Our Darling Dahlias Garden Club is making big plans for the Confederate Day celebrations. Their focus is the town cemetery, where they plan to plant some classic Confederate roses along the fence. True to her gardening and herbal background, Albert tells us about the rose (which is actually a hibiscus). We also find out each member’s particular interest, from rose fancier Earlynne Biddle to Alice Ann Walker, who likes the simplicity of bulb flowers such as irises and daylilies.

I love the club roster provided for the Darling Dahlias with tidbits about their backgrounds. In April 1931, our intrepid club officers include president Elizabeth Lacy, also a secretary to a local attorney and writer of the garden column for the Darling Dispatch. In addition, there are Ophelia Snow (VP and secretary), wife of the town major; treasurer Verna Tidwell, an office manager for the probate office; and club historian Bessie Bloodworth, owner of Magnolia Manor, the local “genteel ladies” boarding house. Of course, all the members are listed as well.

The women are used to hard work and dedication to each other and their small town. When one of their own members is accused of stealing $15,000 from the town treasury, the ladies are determined to prove her innocence. That isn’t all the Dahlias have to deal with. Miss (Dorothy) Rogers, town librarian, discovers a mystery of her own. A bedeviled cat has torn the cover of a treasured family heirloom pillow, and there is some strange embroidery underneath. Could it be some kind of code? Can the local newspaperman be of any help in discovering its meaning?

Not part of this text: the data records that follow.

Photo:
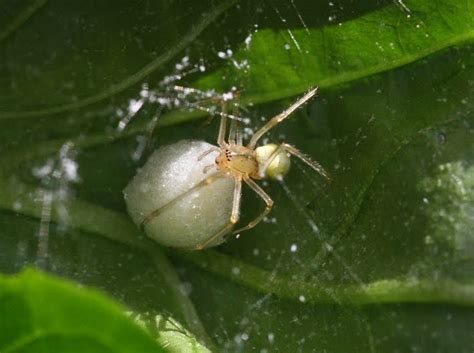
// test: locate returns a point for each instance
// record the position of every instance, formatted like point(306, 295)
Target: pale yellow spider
point(244, 164)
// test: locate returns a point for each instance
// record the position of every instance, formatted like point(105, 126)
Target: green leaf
point(379, 261)
point(40, 314)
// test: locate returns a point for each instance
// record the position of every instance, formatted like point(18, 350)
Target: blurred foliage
point(380, 261)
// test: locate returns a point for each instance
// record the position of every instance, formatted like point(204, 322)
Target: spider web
point(235, 331)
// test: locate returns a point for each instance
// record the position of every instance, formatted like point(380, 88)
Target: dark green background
point(393, 124)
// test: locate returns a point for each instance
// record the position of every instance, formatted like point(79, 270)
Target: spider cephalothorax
point(240, 163)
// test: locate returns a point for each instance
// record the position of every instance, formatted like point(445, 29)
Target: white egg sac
point(169, 174)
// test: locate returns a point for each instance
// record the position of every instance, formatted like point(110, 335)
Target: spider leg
point(209, 180)
point(280, 117)
point(265, 197)
point(234, 217)
point(235, 133)
point(306, 159)
point(210, 150)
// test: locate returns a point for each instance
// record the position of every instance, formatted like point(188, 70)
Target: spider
point(246, 163)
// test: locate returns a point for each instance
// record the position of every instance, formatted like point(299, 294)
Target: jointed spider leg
point(222, 128)
point(210, 150)
point(280, 117)
point(234, 217)
point(295, 152)
point(209, 180)
point(268, 208)
point(235, 135)
point(306, 159)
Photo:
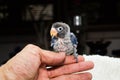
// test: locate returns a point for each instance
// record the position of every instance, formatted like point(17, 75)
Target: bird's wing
point(73, 39)
point(53, 40)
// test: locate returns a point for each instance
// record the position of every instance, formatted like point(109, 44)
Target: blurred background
point(96, 24)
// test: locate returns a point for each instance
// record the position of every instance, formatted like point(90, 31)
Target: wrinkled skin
point(30, 64)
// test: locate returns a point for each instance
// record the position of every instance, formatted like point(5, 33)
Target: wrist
point(2, 74)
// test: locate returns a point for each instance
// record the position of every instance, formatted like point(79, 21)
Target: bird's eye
point(60, 29)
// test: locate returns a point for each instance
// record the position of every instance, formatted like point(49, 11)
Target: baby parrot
point(62, 40)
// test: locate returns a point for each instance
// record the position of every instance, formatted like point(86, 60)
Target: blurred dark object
point(14, 52)
point(99, 47)
point(116, 53)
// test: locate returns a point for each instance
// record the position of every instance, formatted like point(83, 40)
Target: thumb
point(52, 58)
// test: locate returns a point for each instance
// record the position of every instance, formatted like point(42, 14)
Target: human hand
point(31, 62)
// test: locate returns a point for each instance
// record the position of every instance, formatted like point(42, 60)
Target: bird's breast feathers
point(63, 45)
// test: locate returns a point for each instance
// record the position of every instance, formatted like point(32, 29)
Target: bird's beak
point(53, 32)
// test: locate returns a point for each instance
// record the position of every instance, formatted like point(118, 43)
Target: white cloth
point(105, 68)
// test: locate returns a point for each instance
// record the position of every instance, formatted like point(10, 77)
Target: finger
point(42, 74)
point(71, 68)
point(81, 76)
point(71, 59)
point(52, 58)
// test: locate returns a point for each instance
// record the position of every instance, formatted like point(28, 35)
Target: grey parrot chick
point(62, 40)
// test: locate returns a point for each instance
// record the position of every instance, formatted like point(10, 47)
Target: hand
point(31, 62)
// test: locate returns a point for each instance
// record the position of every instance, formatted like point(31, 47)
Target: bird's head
point(60, 30)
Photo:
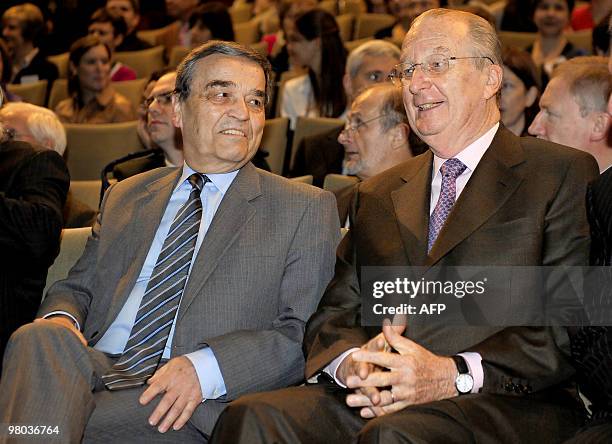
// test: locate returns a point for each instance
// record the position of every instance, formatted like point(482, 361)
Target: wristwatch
point(464, 382)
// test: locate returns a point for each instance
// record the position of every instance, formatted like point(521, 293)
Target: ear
point(600, 126)
point(495, 74)
point(398, 136)
point(530, 96)
point(177, 116)
point(348, 86)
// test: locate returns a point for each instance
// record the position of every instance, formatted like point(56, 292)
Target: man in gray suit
point(230, 294)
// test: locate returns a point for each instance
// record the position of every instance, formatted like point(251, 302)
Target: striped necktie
point(161, 300)
point(450, 170)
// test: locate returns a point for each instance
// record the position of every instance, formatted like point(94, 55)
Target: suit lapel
point(149, 205)
point(491, 184)
point(411, 204)
point(233, 214)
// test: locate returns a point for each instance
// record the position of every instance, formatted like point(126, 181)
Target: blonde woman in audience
point(315, 43)
point(92, 98)
point(520, 91)
point(551, 47)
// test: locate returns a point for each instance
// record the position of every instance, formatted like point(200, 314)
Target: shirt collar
point(471, 154)
point(221, 181)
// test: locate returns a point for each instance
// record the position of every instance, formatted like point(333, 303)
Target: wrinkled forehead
point(434, 37)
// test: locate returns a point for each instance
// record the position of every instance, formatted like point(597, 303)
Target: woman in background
point(520, 91)
point(315, 43)
point(210, 21)
point(92, 98)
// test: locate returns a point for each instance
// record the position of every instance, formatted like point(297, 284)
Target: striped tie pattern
point(450, 170)
point(162, 296)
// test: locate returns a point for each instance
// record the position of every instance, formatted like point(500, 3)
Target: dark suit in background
point(33, 187)
point(592, 346)
point(522, 206)
point(319, 155)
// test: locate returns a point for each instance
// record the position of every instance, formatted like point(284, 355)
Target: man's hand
point(65, 321)
point(351, 368)
point(179, 383)
point(415, 375)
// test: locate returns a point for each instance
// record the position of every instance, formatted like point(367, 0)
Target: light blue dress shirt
point(114, 339)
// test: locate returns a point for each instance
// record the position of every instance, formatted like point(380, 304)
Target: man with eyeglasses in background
point(479, 197)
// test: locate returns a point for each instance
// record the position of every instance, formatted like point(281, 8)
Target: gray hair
point(589, 82)
point(43, 124)
point(184, 73)
point(484, 41)
point(373, 48)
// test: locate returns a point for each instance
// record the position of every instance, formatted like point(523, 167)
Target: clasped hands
point(386, 382)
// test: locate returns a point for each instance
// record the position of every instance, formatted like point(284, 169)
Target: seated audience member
point(39, 126)
point(315, 43)
point(129, 10)
point(405, 11)
point(33, 185)
point(573, 108)
point(551, 47)
point(22, 28)
point(5, 73)
point(210, 21)
point(111, 31)
point(479, 196)
point(520, 91)
point(178, 32)
point(160, 131)
point(255, 252)
point(592, 346)
point(92, 98)
point(322, 154)
point(375, 138)
point(588, 15)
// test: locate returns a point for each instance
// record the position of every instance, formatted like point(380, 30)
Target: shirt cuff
point(474, 362)
point(64, 313)
point(332, 367)
point(209, 373)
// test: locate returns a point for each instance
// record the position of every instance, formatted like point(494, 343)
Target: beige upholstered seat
point(92, 146)
point(247, 33)
point(274, 141)
point(366, 25)
point(309, 126)
point(131, 89)
point(34, 92)
point(336, 182)
point(71, 247)
point(61, 61)
point(144, 62)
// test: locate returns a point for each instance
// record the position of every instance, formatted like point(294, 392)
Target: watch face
point(464, 383)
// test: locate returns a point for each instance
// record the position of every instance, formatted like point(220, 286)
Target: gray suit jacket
point(258, 276)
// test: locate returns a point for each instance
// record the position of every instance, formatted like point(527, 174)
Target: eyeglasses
point(163, 99)
point(435, 64)
point(354, 125)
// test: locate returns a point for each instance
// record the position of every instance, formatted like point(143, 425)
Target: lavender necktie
point(451, 169)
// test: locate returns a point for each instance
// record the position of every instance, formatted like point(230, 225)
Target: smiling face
point(94, 69)
point(551, 17)
point(223, 118)
point(448, 110)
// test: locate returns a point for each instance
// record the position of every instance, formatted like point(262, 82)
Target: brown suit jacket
point(524, 205)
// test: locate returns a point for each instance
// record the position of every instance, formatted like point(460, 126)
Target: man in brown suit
point(515, 202)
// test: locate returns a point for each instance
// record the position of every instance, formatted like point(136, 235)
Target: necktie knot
point(197, 181)
point(452, 168)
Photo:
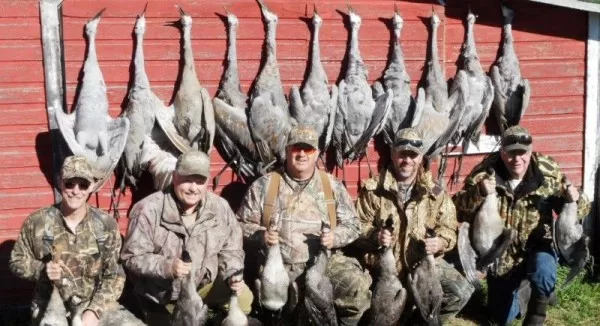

The tidbits of history, garden lore and small-town life are charmingly presented, including the story of a real-life Confederate spy—the so-called “Confederate Rose,” Rose Greenhow. In the author’s note at the end of the book, there is a copy of Rose Greenhow’s cipher. Makes for enjoyable reading, and if your taste buds are twitching when you read about the food that the Darling Dahlias make, there is a great selection of recipes at the back of the book, including Dr. Carver’s Peanut Cookies #3, Euphoria’s Southern Fried Doughnuts and more.

The book comes to a very satisfactory conclusion. If it is your first introduction to this terrific Southern mystery series, go back and read the rest.